Getting OpenNLP parser to work

I was not able to get OpenNLP parser to work. There were no samples to play with, no command line tools to run. And I don’t even want to talk about documentation. That’s because there was not any. There was an attempt at lame joke (at least that’s the only sense I can make of what.html file), but no actual documentation.

Finally, I pinged my research colleague who did get the toolkit working (thanks Scott). Turns out to be there is a whole set of model files missing from the tool’s download. They are linked to from a separate page on the original website (not even in the download).

I am downloading the models now and hopefully will be on my way. But I can certainly see why this particular toolkit is mentioned much less frequently than Stanford’s or Bikel’s.

After the fact, I have also found a mini tutorial by Daniel McLaren explaining OpenNLP components and showing some sample code and output. Looks better than what’s bundled with OpenNLP itself. Maybe Daniel and Thomas Morton (author of OpenNLP) should talk.

11 thoughts on “Getting OpenNLP parser to work”

  1. You can use 2 lines of code to get you’re sentences parsed 🙂 [figured it out partly thanks to the tutorial you linked in]

    String sentence = "This is some random sentence to get you started";

    // Load the serialized parser
    ParserME parser = TreebankParser.getParser("wherever-your-parser-dir-is/");

    // Parse the sentence, and fetch an array containing the best 1 parses, access the first (0) element and display it
    TreebankParser.parseLine(sentence, parser, 1)[0].show();

  2. dude… daniel maclaren’s tutorial is based on code within the OpenNLP package itself. In fact almost all the code’s taken from the english.* java files. It is open source after all, all you have to do is read through the source. chill man chill.

  3. Quek,

    I don’t buy ‘read the source’ argument in the context of this article. Code, and especially NLP code, is not easy to read and therefore has a higher learning curve than tutorials and good documentations. Therefore, people with not enough time (or patience) will drop out early and go look at something else. That’s why one of the measure of success for open source projects is whether they have a good introductory book published.
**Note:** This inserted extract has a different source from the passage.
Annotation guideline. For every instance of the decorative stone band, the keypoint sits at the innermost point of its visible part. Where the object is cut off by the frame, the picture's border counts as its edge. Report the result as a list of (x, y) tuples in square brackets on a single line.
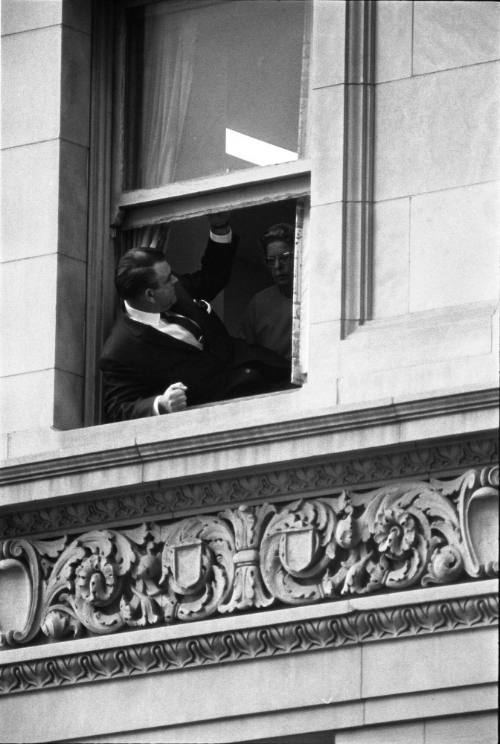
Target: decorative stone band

    Obviously, not everything can be documented, but it should be easy to at least start quickly and judge whether it is worth spending extra time on looking through the code.

    That’s what happened with Stanford parser for me. There was just enough documentation to start and then I read the source to figure out the additional options.

  4. I wrote a small program which takes a simple XML file, cleans it and uses the detector/tokenizer/tagger/chunker (in that order). The download link and the install instructions (it’s an Ant build.xml) can be found here.

Comments are closed.